New lithium-metal film design cuts early battery capacity loss and could increase electric vehicle driving range by around 20% while simplifying manufacturing.
Electric vehicle batteries may be on the cusp of a practical range boost thanks to a new dry-electrode manufacturing technique that could cut early performance losses and simplify production. JooHyeon Heo, Ulsan National Institute of Science and Technology, South Korea have developed a dry-process electrode that uses a thin lithium metal film to address a long-standing hurdle in high-capacity lithium-ion cells.
Traditional EV battery electrodes are made in wet-chemistry processes using solvents that later have to be removed, adding cost and complexity.
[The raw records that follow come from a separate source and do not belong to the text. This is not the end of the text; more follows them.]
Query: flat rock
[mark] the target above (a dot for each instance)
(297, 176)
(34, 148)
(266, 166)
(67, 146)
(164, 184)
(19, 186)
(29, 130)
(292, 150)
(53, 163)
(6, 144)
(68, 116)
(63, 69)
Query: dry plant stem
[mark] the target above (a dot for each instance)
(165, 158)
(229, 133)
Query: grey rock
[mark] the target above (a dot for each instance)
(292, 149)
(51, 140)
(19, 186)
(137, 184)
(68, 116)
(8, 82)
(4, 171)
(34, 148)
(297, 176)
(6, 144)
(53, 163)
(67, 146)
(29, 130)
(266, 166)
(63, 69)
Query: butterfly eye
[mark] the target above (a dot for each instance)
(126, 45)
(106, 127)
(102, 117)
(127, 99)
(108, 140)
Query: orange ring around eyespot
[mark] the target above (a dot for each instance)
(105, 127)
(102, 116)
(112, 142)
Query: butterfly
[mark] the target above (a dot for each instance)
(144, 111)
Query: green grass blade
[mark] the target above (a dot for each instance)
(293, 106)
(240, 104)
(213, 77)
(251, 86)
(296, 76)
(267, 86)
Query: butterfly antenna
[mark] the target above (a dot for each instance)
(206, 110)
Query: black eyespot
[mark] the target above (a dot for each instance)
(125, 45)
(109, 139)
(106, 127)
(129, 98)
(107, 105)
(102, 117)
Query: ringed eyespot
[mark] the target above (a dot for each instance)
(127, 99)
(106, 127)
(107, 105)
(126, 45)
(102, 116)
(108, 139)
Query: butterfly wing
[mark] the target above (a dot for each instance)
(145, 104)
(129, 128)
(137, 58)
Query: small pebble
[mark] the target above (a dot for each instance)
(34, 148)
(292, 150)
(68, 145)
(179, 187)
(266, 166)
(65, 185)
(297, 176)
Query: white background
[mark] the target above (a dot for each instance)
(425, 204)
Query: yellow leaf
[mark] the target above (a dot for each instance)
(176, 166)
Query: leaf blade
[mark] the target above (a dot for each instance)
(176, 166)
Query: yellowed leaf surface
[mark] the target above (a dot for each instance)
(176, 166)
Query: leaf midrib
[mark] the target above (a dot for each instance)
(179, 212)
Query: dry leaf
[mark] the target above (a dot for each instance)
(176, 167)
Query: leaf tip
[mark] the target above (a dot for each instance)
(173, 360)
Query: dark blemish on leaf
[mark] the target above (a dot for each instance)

Dry electrodes attractive because they eliminate toxic solvents and reduce manufacturing steps have struggled with significant capacity loss during the first charge cycle, especially when the electrode layer is thickened to increase energy storage.
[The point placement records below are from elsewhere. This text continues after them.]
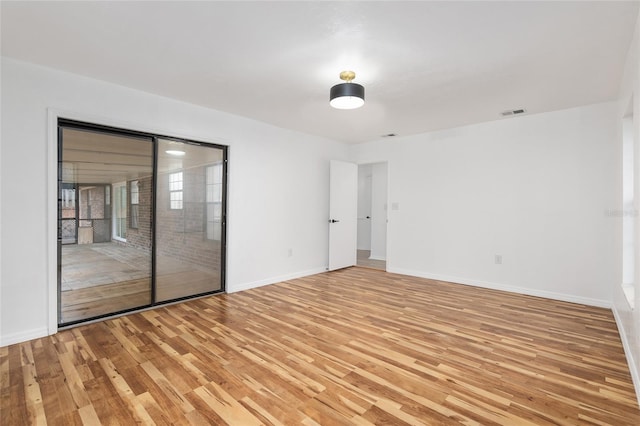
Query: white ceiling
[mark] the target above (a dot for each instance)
(425, 65)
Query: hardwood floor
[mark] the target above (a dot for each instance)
(363, 260)
(355, 346)
(104, 278)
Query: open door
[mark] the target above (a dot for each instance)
(343, 214)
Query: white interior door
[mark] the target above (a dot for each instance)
(343, 214)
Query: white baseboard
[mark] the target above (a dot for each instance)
(633, 369)
(512, 289)
(23, 336)
(372, 257)
(273, 280)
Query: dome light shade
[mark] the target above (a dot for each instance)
(346, 95)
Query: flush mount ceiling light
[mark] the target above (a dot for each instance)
(347, 95)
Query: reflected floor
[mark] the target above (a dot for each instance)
(363, 260)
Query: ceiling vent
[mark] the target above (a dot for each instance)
(513, 112)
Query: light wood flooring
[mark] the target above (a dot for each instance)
(355, 346)
(104, 278)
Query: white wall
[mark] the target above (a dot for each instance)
(628, 319)
(534, 189)
(278, 186)
(379, 211)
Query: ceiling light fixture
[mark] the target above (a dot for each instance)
(347, 95)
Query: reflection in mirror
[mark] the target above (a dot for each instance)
(189, 220)
(104, 232)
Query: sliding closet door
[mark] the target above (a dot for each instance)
(189, 219)
(105, 216)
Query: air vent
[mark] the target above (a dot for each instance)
(513, 112)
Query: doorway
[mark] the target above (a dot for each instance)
(372, 216)
(140, 220)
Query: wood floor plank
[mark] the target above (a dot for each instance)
(355, 346)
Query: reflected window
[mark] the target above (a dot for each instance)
(175, 190)
(135, 201)
(214, 201)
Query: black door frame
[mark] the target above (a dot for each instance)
(154, 137)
The new approach replaces the usual primer layer between the anode’s active material and the copper current collector with a very thin lithium-metal film. This layer not only helps particles stick together but also supplies additional lithium directly into the active material as the battery begins cycling, offsetting initial losses. In tests, batteries built with these dry thick electrodes showed about 75 % less capacity loss in early use compared with conventional equivalents.
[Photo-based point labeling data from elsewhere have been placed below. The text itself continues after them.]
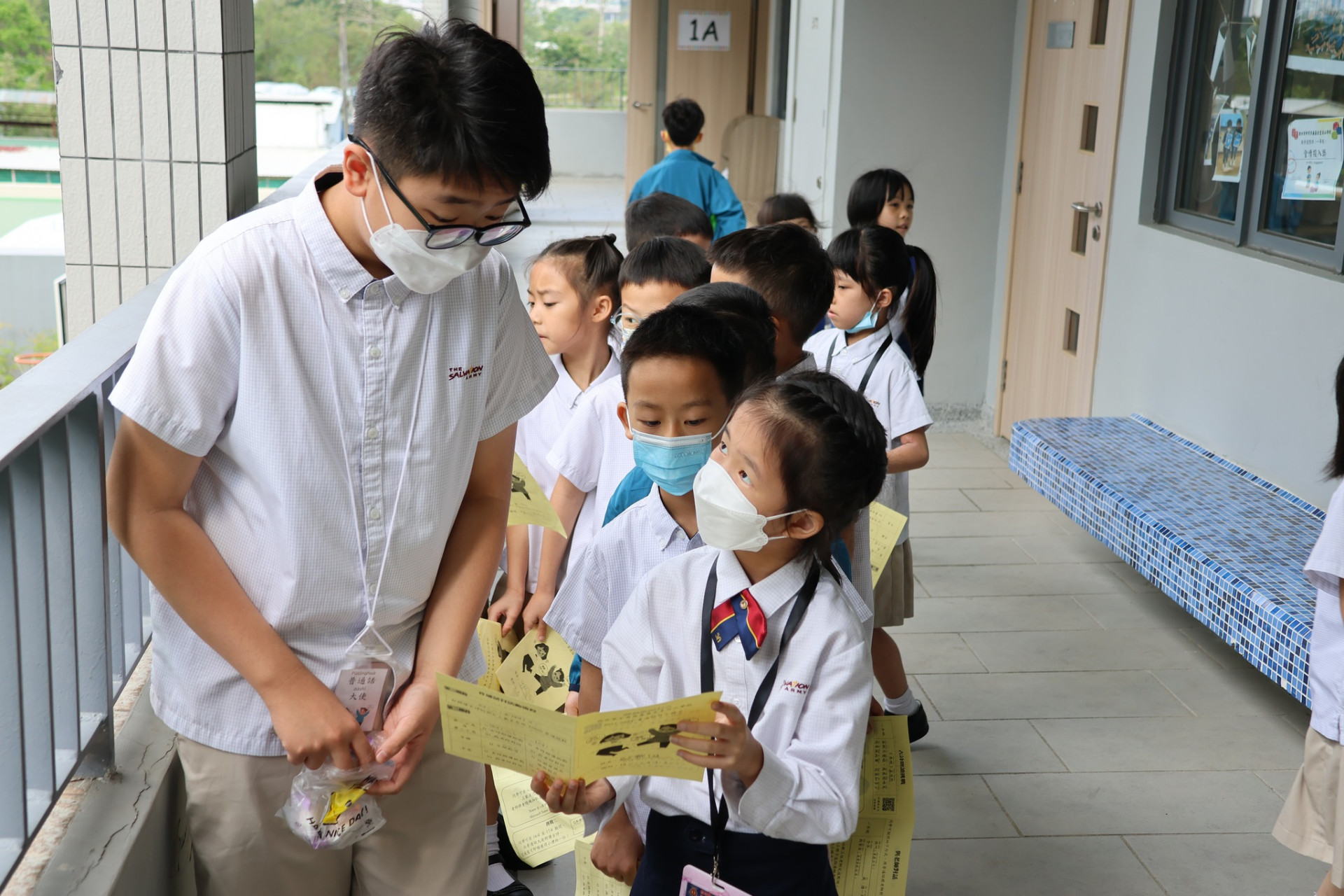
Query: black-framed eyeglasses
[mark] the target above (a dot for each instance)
(451, 235)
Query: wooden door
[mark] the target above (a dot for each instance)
(1062, 216)
(809, 99)
(720, 81)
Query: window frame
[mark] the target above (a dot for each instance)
(1246, 230)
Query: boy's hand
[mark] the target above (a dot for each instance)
(409, 726)
(573, 797)
(507, 609)
(730, 747)
(312, 724)
(536, 612)
(617, 849)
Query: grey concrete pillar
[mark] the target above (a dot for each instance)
(158, 127)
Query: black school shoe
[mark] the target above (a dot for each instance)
(517, 888)
(507, 856)
(918, 722)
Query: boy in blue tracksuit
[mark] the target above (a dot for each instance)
(685, 172)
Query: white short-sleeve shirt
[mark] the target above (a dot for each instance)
(892, 391)
(233, 367)
(1326, 671)
(813, 724)
(594, 454)
(538, 433)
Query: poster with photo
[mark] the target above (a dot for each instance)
(1227, 146)
(1315, 155)
(1317, 38)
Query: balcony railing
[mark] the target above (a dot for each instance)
(74, 608)
(581, 88)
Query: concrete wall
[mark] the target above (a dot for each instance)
(587, 143)
(1230, 348)
(926, 89)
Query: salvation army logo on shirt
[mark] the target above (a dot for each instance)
(465, 372)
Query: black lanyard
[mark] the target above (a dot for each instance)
(720, 808)
(873, 365)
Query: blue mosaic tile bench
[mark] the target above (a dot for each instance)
(1225, 545)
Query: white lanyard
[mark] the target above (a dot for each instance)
(381, 649)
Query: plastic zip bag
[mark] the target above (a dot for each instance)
(330, 808)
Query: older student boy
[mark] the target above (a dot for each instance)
(593, 451)
(687, 174)
(315, 464)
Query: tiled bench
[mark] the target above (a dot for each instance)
(1225, 545)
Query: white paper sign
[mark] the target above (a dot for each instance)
(704, 30)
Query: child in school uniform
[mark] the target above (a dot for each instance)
(760, 614)
(872, 270)
(571, 296)
(682, 370)
(573, 293)
(1312, 821)
(788, 266)
(593, 454)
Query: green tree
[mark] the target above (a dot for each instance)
(24, 46)
(298, 39)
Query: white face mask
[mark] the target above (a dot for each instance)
(726, 517)
(422, 269)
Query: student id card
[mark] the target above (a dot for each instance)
(701, 883)
(365, 692)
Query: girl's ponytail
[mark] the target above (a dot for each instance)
(921, 312)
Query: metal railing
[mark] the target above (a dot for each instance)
(74, 608)
(581, 88)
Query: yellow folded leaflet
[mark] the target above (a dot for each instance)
(493, 729)
(875, 862)
(527, 504)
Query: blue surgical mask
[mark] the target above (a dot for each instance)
(672, 461)
(867, 321)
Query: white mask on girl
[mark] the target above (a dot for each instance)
(726, 516)
(421, 269)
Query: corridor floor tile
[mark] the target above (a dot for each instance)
(1050, 695)
(1227, 865)
(1200, 743)
(1132, 802)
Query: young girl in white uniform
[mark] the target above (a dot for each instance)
(1312, 821)
(762, 615)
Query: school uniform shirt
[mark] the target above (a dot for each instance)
(1326, 671)
(691, 176)
(233, 367)
(594, 454)
(538, 433)
(812, 727)
(892, 391)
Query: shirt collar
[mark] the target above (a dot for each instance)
(663, 524)
(772, 593)
(343, 272)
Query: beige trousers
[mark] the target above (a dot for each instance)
(433, 841)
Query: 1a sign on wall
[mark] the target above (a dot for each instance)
(704, 30)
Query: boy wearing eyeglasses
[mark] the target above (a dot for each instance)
(314, 472)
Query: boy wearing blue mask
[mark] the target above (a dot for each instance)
(682, 371)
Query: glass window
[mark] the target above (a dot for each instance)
(1218, 108)
(1303, 191)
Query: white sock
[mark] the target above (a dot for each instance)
(902, 706)
(498, 878)
(492, 840)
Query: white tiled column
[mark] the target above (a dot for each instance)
(158, 137)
For EVs, that improvement matters: the researchers estimate a roughly 20 % increase in real-world driving range from cells incorporating this technology. Beyond performance gains, the new process streamlines production by combining electrode adhesion and prelithiation a preparatory lithium infusion step into a single operation that could fit into existing high-volume roll-to-roll manufacturing lines.
Battery makers have long sought to boost energy density without compromising lifecycle or cost. Thick electrodes theoretically store more energy per unit area, but practical issues with binding and early capacity fade have limited adoption. This dry film concept tackles both adhesion and lithium deficit in one go, potentially logging gains without extra processing steps.
Industry interest in dry coating isn’t new major EV battery developers have publicly pursued dry-electrode processes as a path to cheaper, more sustainable production. If the new technique scales as hoped, it may add to broader efforts to push EV battery performance and lower costs ahead of next-generation solid-state or alternative chemistries.